His expression shifted. “Not in a while.”

I handed him a towel. Our fingers brushed.

Too long.

Too warm.

Too familiar.

My stupid heart skipped.

“It’s really low-key,” I babbled. “No egg hunts. No massive church things. Just eating and talking and… eating.”

“I can handle eating,” he said dryly.

“Good. Because my mom made enough candied carrots to feed a herd of elk.”

He smiled again, slower this time, and something fluttered stupidly in my stomach as if it were figuring out the world of physics.

We stepped into the dining room, where no sign of the goat remained, and Violet and Fifi were pretending to play with pastel banners shaped like abstract rabbits that looked more like lumpy clouds. The table was partially set, napkins mismatched, candles crooked, plates already slightly askew.

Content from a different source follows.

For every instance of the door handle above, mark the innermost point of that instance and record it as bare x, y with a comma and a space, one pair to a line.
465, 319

Carson took it all in with an expression I couldn’t read fully. It was something between nostalgia and bewilderment. Something that tugged at me unexpectedly.

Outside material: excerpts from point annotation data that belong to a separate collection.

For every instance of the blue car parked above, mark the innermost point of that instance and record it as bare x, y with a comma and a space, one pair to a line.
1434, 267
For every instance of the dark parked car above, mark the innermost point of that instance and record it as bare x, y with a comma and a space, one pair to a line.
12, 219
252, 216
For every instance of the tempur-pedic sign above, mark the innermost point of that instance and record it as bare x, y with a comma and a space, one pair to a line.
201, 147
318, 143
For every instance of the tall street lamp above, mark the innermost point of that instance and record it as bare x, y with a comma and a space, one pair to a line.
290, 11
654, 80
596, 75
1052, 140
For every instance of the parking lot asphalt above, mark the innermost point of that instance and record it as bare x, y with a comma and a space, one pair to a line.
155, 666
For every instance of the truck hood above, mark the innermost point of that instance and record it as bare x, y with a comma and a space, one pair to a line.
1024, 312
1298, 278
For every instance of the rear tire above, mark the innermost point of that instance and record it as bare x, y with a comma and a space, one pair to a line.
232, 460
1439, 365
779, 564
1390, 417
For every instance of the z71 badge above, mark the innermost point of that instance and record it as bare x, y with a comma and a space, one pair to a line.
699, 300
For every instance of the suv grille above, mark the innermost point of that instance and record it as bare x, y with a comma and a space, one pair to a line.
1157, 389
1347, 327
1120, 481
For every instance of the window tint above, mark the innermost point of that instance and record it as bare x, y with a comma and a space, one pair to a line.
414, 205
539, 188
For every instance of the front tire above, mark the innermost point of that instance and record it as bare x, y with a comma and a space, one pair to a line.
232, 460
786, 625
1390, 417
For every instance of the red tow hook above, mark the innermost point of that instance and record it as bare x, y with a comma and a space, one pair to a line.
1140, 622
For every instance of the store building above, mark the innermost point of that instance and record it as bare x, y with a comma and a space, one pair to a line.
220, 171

“I haven’t been in a house like this in a long time,” he said quietly.

“What do you mean?” I asked.

He shrugged one shoulder. “Just… a place full of noise. People. Chaos. Holidays.”

My breath softened. “Do you miss it?”

His eyes flicked to mine.

A moment.

A truth.

Unspoken, but there.

“Sometimes,” he murmured.

Before I could answer, Violet called, “Carson! Come taste test the deviled eggs!”

He blinked. “I’m… not qualified for that.”

“You are if you have a mouth,” she declared.

Violet grinned like she’d engineered it on purpose.

Carson stepped toward the table, and I followed, because apparently my ability to stay more than three feet away from him had evaporated.

He reached for an egg, and my mom rushed in. “Not that one! That one has extra paprika. Fifi made it. It’s practically a booby trap.”